It’s shaping up to be an ugly bonus season for Wall Street bankers, at least when compared to the last few years. As dealmaking has died down with rates rising and Covid liquidity drying up, it looks like the consensus for most bankers will be bonus cuts.
The latest example came from Citi, where it was reported on Tuesday by Bloomberg that investment banker bonuses could see cuts of up to 20%. Directors and managing directors will see cuts between 15% and 20%, the writeup says.
Like most other firms, bonuses are being “skewed toward high performing staff” as the business is overhauled, Bloomberg reported, noting that Citigroup declined to comment.
Recall just days ago we noted that European bankers were also facing bonus cuts amidst a drought of dealmaking. Names like Societe Generale, UBS and Deutsche all have plans to lower their overall bonuses for 2023, we wrote, though some divisions that performed well may still see higher compensation.
Deutsche Bank Chief Financial Officer James von Moltke reportedly said this week that bonus pay will “reflect performance in 2023”.
In other words, what have you done for us lately?
“And as you have seen in a number of different areas of the investment banking business in particular in 2023, it has been a difficult market,” he added. Revenue at the company’s investment bank was down 12% over the first nine months of last year.
UBS saw similar declines, with investment banking revenue falling 7.3% and Societe Generale saw revenues fall 2.5%.
The report notes that investment bankers in the U.S. could see similar drops in their payouts for 2023. In addition to investment banking bonuses falling, traders might also wind up with lower bonuses for the 2023 period.
We wrote back in November 2023 that a survey released by New York-based pay consultancy Johnson Associates found investment bankers (on the advisory side) are expected to see bonuses tumble by 15-25% from a year ago, including both cash and stock-based compensation.

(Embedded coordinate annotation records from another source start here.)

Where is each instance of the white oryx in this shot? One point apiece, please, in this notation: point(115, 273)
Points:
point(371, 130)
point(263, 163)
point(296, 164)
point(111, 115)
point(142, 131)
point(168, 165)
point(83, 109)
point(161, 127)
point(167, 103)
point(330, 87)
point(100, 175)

Retail and commercial bankers at regional banks could see 10-20% smaller bonuses. And investment bankers in debt underwriting could see their payouts slide by as much as 10%.
“It’s another disappointing year, and you overlay that with inflation, people’s incomes are down meaningfully,” stated Alan Johnson, Managing Director at Johnson Associates, as reported by the Wall Street Journal.
It’s the second consecutive year of sliding compensation for Wall Street after record low-interest rates, helicopter money, and juiced-up financial markets sent bonuses to record levels. Global dealmaking has since fallen after peaking at record highs.